O da treibt jemand ein böses Spiel mit mir. Gebührend wollte ich mich heute eigentlich vom alten Jahr verabschieden, wollte Bilanz ziehen, einen Blick zurück mit Zorn und einen voraus mit Verve wagen, ja: die guten Vorsätzen vom alten Jahr abgleichen und gucken, was man tun kann, damit 2025 nicht noch heißer wird. Pustekuchen. Was soll ich sagen! Es ging mir ein anonymes Schreiben zu. Ich öffnete es mit spitzen Fingern, zog ein Blatt Papier heraus, eine in Times New Roman (12 Punkt) geschriebene Stilkopie meiner Kolumnen, in der ich zum Spielball werde. O Gott, hört ich mich sagen.

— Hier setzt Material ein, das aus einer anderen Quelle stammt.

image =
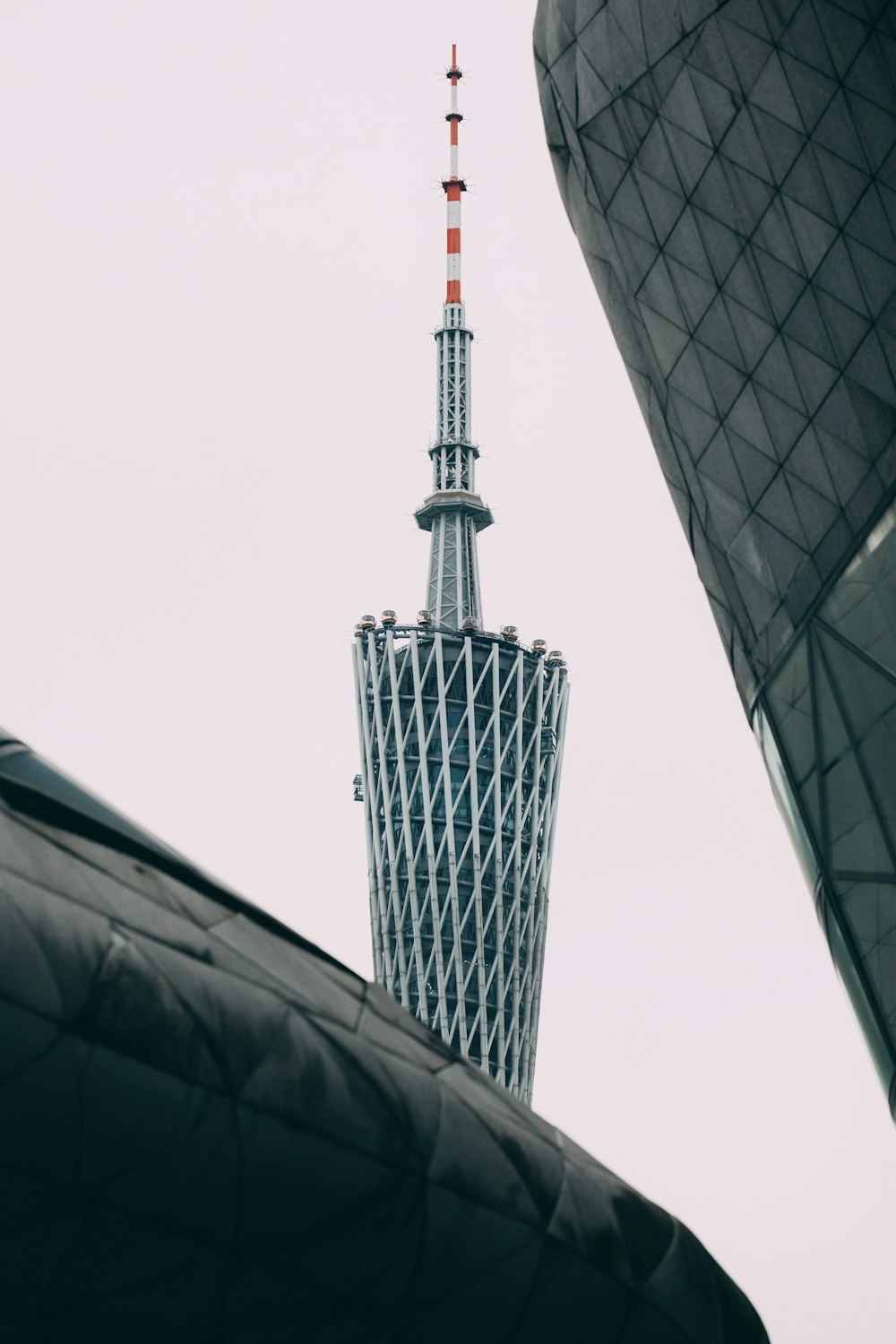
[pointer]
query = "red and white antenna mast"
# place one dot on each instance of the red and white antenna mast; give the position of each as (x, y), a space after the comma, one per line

Ich zitiere: Wer Detti mal beobachtet, ohne dass er es merkt, sieht einen seltsamen Typen, grau meliert, äh, grauhaarig und mit leicht romantischem Blick. Er – man sieht förmlich den Geist wabern – scheint nachzudenken. Manchmal schaut er aufs Telefon. Manchmal runzelt er die Stirn. Man fragt sich: Was ist denn jetzt los? Irgendwie tut er mir leid in seiner Rolle als einer, der in seinen Kolumnen mit Alya, Bela und Caro immer den Überlegenen spielt, den, der über allem steht und final die dialektische Mega-Lösung aus dem Hut zaubert. Aber gut, Detti braucht das, denke ich, während ich sehe, wie er an seinem schlecht rasierten Kinn rumfummelt und dann, sich unbeobachtet fühlend, viel zu viel Lasagne auf seine Gabel lädt. Ich frage mich, wie er so ist, also privat: Nervt er da auch mit pseudoschlauen Sprüchen?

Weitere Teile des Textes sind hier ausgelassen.